In Jamaica, clients will most likely spot wooden carvings of a variety of subjects. // © 2017
Feature image (above): Faceless dolls, known as Munecas Lime, rose to popularity in the 1980s. // © 2017 Dominican Republic Ministry of Tourism
It’s safe to say that every Caribbean island is swimming with souvenirs — everything from bright T-shirts and emblazoned shot glasses to kitschy key rings. The problem is, much of what’s for sale isn’t even made in the Caribbean. Instead, it’s hammered, stitched and painted in China and then shipped to the islands.
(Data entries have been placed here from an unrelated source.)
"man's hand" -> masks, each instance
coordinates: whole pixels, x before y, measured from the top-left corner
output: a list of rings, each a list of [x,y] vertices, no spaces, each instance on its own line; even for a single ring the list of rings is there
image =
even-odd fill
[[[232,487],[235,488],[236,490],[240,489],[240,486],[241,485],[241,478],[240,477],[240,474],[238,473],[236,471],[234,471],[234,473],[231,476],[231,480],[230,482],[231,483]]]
While it may take some extra effort, it’s worth seeking out an island’s signature crafts for an authentic keepsake of a Caribbean vacation. Bonus points if your clients come across the actual craftsperson at work, since they’ll also have the memory of the personal encounter to take home with them.
Cayman Islands: Tortuga Rum Cakes
Not all signature souvenirs are steeped in history; some are soaked in rum. Tortuga Rum Cake Company has been making rum cakes since the 1980s. They come in several sizes: 4 ounces, 16 ounces and 32 ounces. I’ve been bringing these home for years, and they’re always a hit.
Tip: Not to worry if clients were slow to score their share of Tortuga Rum Cakes while on vacation; they can always buy them at the Grand Cayman airport just before departure.
Dominican Republic: Faceless Dolls
While some signature crafts have roots going back hundreds of years, faceless dolls (known as “Munecas Lime”) have only been around since the 1980s. They were first created by Dominican artist Liliana Mera Lime. Legend has it that she left the dolls faceless to reflect the ethnic and racial melting pot that is the Dominican Republic. The dolls are now created by a wide range of artisans and can be found throughout the country. Usually made of red clay, munecas most often wear traditional Dominican dresses and carry a bouquet of flowers.
Tip: Advise clients to purchase a unique handmade doll — not one mass-produced in a factory.
Grenada, the “Isle of Spice,” made it its reputation for the quality of its turmeric, nutmeg, vanilla, cinnamon, ginger, pimento, cloves and more. Travelers will find evidence of this practically everywhere they shop for souvenirs, with pure spices used for cooking sharing the shelves with seed jewelry or spice-scented soaps.
Tip: If your Grenada-bound clients are excited about shopping for spices, point them toward St. George’s Market Square on a Saturday morning. They’ll find a large selection at attractive prices, with the added benefit of enjoying a huge heaping of local color.
Haiti: Paintings and Sculpture
Haiti has been gifted with an amazing visual arts scene, especially its variety of first-rate paintings and sculptures. Galleries and street artists abound in the capital city of Port-au-Prince, and the city’s Iron Market is a wonderland of handcrafted art objects, from Vodou flags to spirit bottles. Dedicated art lovers will want to make an excursion to Village Artistique de Noailles; located only a few miles east of Port-au-Prince, the town is lined with metal art workshops where it’s possible to meet the artists and strike a bargain over reasonably priced creations.
Tip: If clients are confirmed light travelers who never check luggage, they can still find room in their carry-ons for lightweight metal sculptures that are flat and designed to hang on the wall.
Jamaica: Wood Carvings
Jamaican wood carving has its roots in West and Central Africa, born through the efforts of African slaves in Jamaica who carried on their wood-carving traditions using island woods such as Spanish elm, dogwood, cedar and mahogany. Subjects for carvings vary from animals such as cats and horses to fanciful depictions of Rastafarians with flowing dreadlocks.
Tip: If you fall in love with the bright green color of a carving in fresh bamboo, realize that once you get home, the bamboo will fade to brown. (I learned this the hard way.)
St. Lucia: Madras
Bright-checkered Creole dress is the signature look of St. Lucia. Called a “madras” (like the name of the cloth), it can be as simple as a scarf or a complete five-piece outfit. The cloth dates back to the colonial era, when slaves would dress up on feast days. Madras is still worn during holidays and festivals and is often part of the garb worn by workers in restaurants and resorts.
Tip: If clients are intent on hiring a local seamstress to make a custom garment, make sure they make the initial contact early in their trip. Seamstresses are often overbooked preparing garments for local holidays and festivals.